Start-Up Memoires: You're wrong, Mr. Franklin

Start-Up Memoires: You're wrong, Mr. Franklin

I started a business. It made me want to drink copious quantities, smoke myself into oblivion and hit my head against a brick wall. Instead I wrote a blog.

'What do you want to be when you grow up?' asked my mother.

'A doctor'. I replied without hesitation. I was 4.

But I already knew it was the kind of profession would please my parents. Something that required sacrifice of time, money and probably my health. Something noble, something respected. My parents were older than most - an American father and an English protestant mother - who had both lived as children through the second world war. Why is this important? Because they had been brainwashed with the 'work ethic' which instilled the values that diligent labor was the way to win the war on the home front.

Long ago, the ethical writings of Benjamin Franklin re-coined the famous phrase -

Remember, that time is money. He that can earn ten shillings a day by his labor, and goes abroad, or sits idle, one half of that day, though he spends but sixpence during his diversion or idleness, ought not to reckon that the only expense; he has really spent, or rather thrown away, five shillings.

Work was not only good for the pocket, it was good for the character. Conversely, any work which did not take time and sacrifice was morally unfit - and well, wasn't really work. Because 'Work = Time = Sacrifice = Pain'.

The protestant work ethic took the analogy even further. More than work being good for the character, hard working was viewed as an indication of a soul which was predestined to be saved. If a person was hard working therefore, chances were, that person was elect and a worthy associate. This in contrast with the Catholic work ethic where good works were considered to be requirement but inevitably were open to interpretation.
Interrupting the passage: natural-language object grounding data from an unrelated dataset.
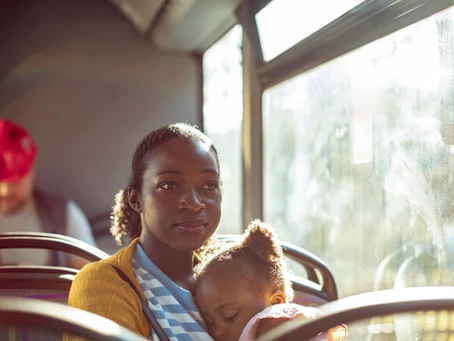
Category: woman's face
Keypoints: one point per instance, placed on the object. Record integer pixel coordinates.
(180, 200)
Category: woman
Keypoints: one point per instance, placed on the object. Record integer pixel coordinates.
(170, 208)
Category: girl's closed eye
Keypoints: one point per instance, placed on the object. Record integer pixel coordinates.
(167, 186)
(231, 317)
(211, 185)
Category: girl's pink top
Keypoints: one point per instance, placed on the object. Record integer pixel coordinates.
(291, 310)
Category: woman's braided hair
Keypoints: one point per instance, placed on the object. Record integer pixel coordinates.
(259, 257)
(126, 221)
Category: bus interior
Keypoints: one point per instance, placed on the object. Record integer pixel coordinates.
(334, 121)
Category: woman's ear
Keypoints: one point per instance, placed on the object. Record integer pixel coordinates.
(278, 297)
(135, 200)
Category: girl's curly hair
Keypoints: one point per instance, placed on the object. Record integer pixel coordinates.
(126, 221)
(259, 257)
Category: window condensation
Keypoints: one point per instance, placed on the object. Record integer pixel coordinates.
(222, 118)
(359, 162)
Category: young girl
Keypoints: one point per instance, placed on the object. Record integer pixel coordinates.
(242, 292)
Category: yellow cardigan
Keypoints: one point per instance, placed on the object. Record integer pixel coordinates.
(97, 288)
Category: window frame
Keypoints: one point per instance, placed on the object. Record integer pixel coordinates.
(374, 19)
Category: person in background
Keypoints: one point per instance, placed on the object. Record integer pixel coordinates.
(23, 208)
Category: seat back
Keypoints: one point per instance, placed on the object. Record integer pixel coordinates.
(51, 241)
(41, 320)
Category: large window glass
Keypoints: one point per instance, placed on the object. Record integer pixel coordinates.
(359, 162)
(283, 23)
(222, 119)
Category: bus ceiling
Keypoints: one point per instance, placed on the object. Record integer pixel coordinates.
(183, 25)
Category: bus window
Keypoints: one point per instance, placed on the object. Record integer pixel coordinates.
(283, 23)
(222, 120)
(365, 161)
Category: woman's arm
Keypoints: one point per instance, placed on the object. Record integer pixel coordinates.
(98, 289)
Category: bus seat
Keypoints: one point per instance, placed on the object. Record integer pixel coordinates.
(50, 241)
(38, 282)
(37, 320)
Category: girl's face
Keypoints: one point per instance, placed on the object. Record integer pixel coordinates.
(227, 303)
(180, 199)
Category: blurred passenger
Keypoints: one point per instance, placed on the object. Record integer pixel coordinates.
(26, 209)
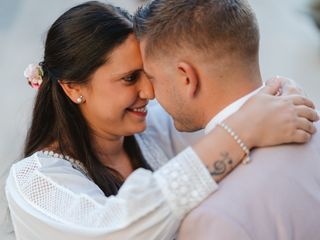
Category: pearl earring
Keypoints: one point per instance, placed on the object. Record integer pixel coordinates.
(80, 100)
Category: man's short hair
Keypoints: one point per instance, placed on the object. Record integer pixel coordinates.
(211, 26)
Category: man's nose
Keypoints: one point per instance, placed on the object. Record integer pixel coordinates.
(146, 88)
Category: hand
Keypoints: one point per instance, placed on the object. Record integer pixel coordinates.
(287, 86)
(267, 120)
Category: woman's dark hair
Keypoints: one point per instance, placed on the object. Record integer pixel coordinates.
(77, 44)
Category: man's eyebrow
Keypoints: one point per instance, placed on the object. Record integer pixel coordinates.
(147, 74)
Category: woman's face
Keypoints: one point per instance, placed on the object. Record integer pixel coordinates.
(118, 92)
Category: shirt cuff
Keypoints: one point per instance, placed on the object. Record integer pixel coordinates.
(185, 182)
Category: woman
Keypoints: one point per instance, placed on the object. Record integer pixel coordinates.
(84, 175)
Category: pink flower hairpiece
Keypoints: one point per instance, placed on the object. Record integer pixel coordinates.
(34, 74)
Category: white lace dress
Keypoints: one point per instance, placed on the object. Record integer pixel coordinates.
(51, 198)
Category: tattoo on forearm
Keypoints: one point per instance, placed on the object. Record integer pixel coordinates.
(222, 165)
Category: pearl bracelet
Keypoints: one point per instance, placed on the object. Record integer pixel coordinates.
(235, 136)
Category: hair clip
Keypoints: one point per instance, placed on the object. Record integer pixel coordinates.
(34, 74)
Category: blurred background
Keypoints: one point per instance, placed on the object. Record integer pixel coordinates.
(290, 47)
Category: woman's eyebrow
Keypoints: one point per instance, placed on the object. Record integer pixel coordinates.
(127, 73)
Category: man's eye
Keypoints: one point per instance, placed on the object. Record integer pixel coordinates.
(132, 77)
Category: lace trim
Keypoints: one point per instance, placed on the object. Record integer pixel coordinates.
(75, 163)
(185, 182)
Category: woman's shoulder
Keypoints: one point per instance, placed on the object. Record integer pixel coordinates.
(41, 171)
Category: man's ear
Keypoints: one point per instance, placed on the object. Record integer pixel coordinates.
(190, 78)
(72, 90)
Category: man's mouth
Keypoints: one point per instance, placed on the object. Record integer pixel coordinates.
(139, 109)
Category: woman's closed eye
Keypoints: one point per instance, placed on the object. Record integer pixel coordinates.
(132, 77)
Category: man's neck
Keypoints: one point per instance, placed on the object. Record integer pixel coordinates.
(216, 103)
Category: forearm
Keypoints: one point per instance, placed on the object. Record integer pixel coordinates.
(219, 152)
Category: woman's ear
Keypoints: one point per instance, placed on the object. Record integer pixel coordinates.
(189, 77)
(73, 91)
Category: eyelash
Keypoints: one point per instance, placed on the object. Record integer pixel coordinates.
(132, 78)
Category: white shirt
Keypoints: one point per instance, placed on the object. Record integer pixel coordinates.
(50, 199)
(229, 110)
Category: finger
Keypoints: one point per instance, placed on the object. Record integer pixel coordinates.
(272, 88)
(301, 136)
(300, 100)
(308, 113)
(305, 125)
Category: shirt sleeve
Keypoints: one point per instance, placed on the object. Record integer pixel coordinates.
(149, 205)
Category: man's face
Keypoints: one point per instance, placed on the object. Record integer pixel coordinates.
(169, 90)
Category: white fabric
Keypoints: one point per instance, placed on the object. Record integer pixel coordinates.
(229, 110)
(49, 199)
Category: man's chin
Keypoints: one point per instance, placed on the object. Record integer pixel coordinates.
(183, 127)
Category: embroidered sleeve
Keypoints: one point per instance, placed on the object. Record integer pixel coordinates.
(147, 200)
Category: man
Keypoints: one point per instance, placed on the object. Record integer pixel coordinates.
(202, 57)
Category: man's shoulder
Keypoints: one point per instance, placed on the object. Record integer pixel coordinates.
(279, 189)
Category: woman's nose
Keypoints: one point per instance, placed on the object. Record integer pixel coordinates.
(146, 88)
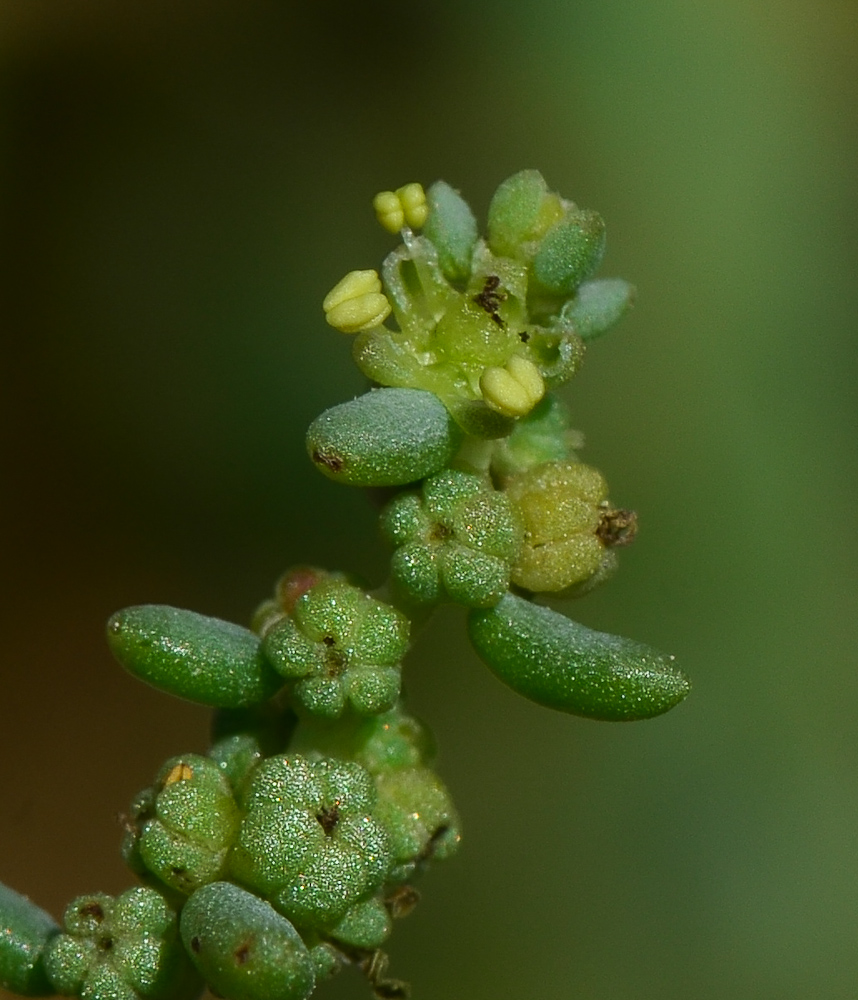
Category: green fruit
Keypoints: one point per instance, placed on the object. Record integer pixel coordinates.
(203, 659)
(455, 540)
(181, 829)
(308, 841)
(243, 948)
(122, 948)
(25, 929)
(339, 647)
(387, 437)
(560, 664)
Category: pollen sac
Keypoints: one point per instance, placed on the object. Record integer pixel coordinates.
(244, 948)
(192, 656)
(309, 842)
(562, 505)
(387, 437)
(122, 948)
(181, 829)
(339, 647)
(455, 540)
(556, 662)
(25, 930)
(356, 303)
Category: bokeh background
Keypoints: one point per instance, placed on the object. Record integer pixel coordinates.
(182, 183)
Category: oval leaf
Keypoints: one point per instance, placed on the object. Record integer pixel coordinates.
(192, 656)
(25, 929)
(243, 948)
(387, 437)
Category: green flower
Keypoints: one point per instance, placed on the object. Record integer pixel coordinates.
(456, 540)
(488, 325)
(569, 527)
(181, 829)
(122, 948)
(339, 647)
(309, 842)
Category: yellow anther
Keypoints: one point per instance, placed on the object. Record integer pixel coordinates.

I was brought up with these values. And out of the many values I have challenged as an adult, this one is fairly high up there. Because my business by definition allows greater choice, less but smarter working and automation of income. My entire business model is strikes at the very heart of the work ethic. Because not only do I believe that the work ethic is partially incorrect (hard work brings many lessons, but the best is the realization of its value limitations), I believe it is an ethos that is, in many ways, harmful. It has fed into capitalism and the prioritization of career over the family - both of which have contributed to that the huge amounts of stress we experience today and the neglect and in some cases abuse (like child labor) of several generations of children.

Not only does Investment Impact encourage playing at work, we encourage you to fit work in around your family not your family around your work - with the ultimate goal of being able to sit back and relax. Is it a crime? My parents certainly think so. But I do not.